As a person, Keith was charismatic and forceful. As an academic, he was always engaging and open to new ideas, always listening and offering instead his careful thoughtful perspective. Because of this, he was able to work productively with a wide variety of people over many years, and in some cases, with others who may have held different views. He was also an inspirational teacher and an extremely supportive PhD supervisor, where he gave students’ work the utmost scrutiny, offering criticism and praise in appropriate measure. Many of his former PhD students have gone on to have highly successful careers as either academic and/or professional economists in their own right. Despite retiring in 2003, Keith continued to conduct research, recently co-editing a book (with David Bailey and Phil Tomlinson) exploring new possibilities for UK industrial policy.
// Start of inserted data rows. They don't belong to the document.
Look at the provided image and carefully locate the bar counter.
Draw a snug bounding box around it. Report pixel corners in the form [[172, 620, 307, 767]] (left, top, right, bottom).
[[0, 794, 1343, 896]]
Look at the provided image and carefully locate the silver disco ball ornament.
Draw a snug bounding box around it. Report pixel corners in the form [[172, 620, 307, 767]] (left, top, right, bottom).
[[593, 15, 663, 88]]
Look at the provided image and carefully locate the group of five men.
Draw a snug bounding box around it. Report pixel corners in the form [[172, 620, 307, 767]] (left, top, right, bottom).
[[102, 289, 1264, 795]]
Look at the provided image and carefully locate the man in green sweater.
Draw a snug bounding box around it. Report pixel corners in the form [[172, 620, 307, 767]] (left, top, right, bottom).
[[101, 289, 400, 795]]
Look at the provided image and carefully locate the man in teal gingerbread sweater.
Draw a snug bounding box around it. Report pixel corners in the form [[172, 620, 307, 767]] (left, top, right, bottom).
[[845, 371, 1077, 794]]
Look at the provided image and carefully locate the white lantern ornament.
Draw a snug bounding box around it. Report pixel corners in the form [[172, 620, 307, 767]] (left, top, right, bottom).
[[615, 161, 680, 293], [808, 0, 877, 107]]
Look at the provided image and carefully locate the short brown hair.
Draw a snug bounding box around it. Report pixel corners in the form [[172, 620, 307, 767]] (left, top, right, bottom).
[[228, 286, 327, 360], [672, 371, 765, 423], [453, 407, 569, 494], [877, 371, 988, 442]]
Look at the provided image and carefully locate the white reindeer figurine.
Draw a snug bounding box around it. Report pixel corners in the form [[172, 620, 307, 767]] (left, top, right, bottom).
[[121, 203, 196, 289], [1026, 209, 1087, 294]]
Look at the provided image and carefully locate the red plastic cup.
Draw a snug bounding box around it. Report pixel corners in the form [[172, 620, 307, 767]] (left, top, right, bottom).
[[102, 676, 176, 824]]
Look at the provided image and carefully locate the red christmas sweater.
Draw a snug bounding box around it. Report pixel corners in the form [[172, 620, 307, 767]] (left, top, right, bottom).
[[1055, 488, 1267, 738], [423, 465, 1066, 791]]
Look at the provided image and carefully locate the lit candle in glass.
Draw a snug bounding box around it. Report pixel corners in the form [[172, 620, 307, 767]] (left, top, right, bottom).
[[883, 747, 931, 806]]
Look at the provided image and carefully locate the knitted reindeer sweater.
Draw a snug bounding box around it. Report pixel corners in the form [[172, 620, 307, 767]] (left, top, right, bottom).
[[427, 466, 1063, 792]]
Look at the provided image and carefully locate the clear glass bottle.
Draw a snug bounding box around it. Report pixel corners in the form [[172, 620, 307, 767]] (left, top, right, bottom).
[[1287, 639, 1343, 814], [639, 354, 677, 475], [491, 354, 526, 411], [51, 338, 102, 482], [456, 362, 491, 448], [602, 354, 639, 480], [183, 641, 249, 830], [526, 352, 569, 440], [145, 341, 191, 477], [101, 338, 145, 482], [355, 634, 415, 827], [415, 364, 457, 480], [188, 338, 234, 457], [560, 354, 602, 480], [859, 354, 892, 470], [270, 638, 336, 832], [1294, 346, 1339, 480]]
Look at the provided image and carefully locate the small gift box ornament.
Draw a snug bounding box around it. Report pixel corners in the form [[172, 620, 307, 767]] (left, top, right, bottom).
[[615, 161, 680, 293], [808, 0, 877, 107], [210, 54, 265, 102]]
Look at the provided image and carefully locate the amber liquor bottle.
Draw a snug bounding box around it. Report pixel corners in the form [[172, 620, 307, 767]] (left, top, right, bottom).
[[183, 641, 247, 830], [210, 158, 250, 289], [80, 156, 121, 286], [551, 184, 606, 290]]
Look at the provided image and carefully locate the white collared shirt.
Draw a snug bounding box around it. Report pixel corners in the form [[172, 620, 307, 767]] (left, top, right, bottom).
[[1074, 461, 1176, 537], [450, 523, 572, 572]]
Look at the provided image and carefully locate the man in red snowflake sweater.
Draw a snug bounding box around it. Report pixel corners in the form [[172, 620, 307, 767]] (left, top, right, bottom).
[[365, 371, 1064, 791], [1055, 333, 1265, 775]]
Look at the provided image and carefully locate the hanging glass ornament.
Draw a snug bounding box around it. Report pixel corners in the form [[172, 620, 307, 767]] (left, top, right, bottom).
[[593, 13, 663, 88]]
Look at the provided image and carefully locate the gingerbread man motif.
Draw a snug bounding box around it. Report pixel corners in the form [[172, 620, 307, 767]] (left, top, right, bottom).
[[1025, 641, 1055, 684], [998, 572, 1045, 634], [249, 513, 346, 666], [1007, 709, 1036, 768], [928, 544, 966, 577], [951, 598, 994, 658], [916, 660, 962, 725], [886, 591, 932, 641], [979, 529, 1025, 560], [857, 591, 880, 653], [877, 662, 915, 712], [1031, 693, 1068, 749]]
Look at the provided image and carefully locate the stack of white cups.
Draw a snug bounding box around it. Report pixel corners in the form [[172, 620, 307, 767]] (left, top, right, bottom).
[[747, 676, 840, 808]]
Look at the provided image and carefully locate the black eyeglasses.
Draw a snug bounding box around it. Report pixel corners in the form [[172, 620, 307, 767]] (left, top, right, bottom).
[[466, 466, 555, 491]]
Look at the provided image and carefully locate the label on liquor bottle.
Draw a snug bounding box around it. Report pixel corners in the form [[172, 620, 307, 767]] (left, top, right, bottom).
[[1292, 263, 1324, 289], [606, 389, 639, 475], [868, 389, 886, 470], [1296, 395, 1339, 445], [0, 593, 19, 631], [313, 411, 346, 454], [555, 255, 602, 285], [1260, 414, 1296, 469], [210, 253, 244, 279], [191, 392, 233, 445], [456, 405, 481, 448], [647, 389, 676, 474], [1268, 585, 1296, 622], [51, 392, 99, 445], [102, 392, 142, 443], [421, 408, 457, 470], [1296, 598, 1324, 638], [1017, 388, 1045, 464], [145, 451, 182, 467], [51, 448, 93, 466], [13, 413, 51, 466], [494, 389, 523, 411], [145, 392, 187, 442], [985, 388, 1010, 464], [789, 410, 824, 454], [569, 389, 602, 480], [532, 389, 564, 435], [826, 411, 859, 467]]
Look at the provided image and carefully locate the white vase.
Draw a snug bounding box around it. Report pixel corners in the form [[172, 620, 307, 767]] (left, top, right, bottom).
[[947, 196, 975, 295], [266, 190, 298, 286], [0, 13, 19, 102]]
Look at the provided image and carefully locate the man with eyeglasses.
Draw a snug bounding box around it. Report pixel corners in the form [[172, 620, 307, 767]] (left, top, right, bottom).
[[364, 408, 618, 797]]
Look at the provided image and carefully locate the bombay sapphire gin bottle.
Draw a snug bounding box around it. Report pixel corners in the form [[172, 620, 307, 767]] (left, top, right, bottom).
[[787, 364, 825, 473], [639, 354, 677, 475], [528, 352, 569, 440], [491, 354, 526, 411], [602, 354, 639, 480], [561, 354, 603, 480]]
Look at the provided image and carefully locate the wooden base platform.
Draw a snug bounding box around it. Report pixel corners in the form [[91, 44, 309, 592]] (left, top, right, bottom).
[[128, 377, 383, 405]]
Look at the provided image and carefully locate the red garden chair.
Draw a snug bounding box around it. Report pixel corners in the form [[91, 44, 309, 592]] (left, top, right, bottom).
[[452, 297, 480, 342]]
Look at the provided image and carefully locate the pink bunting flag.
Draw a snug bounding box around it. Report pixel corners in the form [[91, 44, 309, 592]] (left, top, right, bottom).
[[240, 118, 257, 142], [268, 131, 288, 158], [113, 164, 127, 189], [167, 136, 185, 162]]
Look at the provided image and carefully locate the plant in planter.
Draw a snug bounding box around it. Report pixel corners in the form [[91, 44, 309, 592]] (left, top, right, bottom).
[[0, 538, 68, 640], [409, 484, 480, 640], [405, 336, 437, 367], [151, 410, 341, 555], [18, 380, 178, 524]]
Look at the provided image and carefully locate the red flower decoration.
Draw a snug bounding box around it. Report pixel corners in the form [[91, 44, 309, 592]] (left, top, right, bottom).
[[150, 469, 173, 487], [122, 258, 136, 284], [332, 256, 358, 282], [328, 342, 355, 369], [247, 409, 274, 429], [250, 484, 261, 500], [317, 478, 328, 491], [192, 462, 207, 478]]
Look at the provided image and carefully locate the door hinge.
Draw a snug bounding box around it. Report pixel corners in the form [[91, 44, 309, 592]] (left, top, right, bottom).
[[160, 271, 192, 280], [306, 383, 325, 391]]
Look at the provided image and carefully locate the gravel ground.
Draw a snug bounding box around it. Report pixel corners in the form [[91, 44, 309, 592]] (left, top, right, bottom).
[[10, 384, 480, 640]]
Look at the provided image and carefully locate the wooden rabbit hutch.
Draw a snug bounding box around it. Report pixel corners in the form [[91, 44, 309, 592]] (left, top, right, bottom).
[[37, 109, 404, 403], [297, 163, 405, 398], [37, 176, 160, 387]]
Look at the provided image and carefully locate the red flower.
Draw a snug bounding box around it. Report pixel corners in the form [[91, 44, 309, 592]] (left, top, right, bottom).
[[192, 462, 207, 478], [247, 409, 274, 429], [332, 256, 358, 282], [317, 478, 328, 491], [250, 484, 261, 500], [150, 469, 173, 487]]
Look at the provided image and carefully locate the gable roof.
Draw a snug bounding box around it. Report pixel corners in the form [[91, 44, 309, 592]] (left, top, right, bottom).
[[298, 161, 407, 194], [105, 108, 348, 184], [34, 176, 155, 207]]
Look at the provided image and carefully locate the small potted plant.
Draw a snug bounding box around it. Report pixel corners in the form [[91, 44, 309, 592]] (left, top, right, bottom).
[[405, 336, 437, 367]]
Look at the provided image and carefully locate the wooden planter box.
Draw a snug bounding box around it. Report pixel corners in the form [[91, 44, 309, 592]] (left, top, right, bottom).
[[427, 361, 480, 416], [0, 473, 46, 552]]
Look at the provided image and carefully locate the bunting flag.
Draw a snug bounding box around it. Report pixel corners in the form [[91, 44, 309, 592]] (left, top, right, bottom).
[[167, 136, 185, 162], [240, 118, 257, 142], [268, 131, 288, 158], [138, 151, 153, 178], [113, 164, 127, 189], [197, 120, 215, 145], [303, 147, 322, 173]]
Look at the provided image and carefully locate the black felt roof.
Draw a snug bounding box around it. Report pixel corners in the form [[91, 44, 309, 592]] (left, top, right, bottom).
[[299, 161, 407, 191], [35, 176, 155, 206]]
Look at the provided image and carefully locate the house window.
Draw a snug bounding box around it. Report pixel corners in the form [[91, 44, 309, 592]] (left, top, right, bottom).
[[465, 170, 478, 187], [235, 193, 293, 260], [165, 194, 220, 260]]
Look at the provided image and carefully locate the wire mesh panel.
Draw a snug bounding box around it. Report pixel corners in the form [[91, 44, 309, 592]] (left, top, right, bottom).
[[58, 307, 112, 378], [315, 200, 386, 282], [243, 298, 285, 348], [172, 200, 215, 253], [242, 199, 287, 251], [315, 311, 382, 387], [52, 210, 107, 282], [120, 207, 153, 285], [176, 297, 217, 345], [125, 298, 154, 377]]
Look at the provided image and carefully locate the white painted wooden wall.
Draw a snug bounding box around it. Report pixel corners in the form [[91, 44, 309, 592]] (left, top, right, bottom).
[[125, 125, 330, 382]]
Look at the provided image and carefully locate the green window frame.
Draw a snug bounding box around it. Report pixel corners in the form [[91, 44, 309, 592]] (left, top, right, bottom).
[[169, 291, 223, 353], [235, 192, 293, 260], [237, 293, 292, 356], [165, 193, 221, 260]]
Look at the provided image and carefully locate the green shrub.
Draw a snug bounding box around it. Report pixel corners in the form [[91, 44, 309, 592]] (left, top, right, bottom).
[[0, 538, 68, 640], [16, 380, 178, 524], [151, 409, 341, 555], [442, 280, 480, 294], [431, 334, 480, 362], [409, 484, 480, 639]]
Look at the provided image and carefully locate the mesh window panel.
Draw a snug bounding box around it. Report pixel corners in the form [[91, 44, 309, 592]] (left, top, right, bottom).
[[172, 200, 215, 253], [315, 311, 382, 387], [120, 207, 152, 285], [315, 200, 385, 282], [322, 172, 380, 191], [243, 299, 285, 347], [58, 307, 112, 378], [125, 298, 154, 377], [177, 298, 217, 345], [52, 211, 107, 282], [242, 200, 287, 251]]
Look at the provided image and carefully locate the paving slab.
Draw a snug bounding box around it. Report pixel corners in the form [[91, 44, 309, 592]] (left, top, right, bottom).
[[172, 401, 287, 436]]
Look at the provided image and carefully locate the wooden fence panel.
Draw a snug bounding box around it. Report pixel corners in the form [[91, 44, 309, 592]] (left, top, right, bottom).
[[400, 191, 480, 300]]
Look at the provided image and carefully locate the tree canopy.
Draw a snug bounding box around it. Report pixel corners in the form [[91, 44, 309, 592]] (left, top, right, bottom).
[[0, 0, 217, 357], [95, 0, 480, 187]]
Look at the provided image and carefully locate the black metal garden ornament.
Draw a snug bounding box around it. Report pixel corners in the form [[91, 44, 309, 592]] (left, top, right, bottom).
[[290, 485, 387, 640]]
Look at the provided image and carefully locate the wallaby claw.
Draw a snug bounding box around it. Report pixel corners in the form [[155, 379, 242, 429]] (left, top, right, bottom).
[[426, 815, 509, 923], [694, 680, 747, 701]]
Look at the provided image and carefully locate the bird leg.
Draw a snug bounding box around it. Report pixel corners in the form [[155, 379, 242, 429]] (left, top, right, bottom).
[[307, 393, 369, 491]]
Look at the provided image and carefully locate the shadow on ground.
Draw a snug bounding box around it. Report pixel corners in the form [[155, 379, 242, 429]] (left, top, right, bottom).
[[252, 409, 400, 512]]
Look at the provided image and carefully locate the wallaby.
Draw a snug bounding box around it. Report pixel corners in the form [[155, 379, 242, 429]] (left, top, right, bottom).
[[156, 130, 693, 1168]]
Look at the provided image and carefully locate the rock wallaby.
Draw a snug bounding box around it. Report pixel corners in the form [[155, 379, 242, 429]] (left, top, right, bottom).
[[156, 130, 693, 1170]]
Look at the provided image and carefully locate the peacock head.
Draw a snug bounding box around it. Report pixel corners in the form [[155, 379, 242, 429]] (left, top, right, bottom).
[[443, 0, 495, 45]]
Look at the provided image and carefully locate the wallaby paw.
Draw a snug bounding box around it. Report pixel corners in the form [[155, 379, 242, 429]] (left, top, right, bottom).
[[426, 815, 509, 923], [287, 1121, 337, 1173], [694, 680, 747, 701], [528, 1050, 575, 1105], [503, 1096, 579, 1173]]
He went into the Department at Warwick most days until late last year.
Although Keith was not keen on working within the established order, he nevertheless sought a significant role in University governance, in the development of Coventry following its deindustrialisation, and in national politics through his role in an informal “think tank” set up by John Smith, then Labour Leader of the Opposition, together with closet Labour supporters in industry. Thus Keith was held in high regard by so many people, not only in economics, but also across academia and in policy circles. Outside academia, he was a keen Coventry City football supporter, and enjoyed walking as a pastime. He leaves behind his wife Barbara, son Marc (Professor of Entrepreneurship at Brighton), and daughters Lee and Lucy.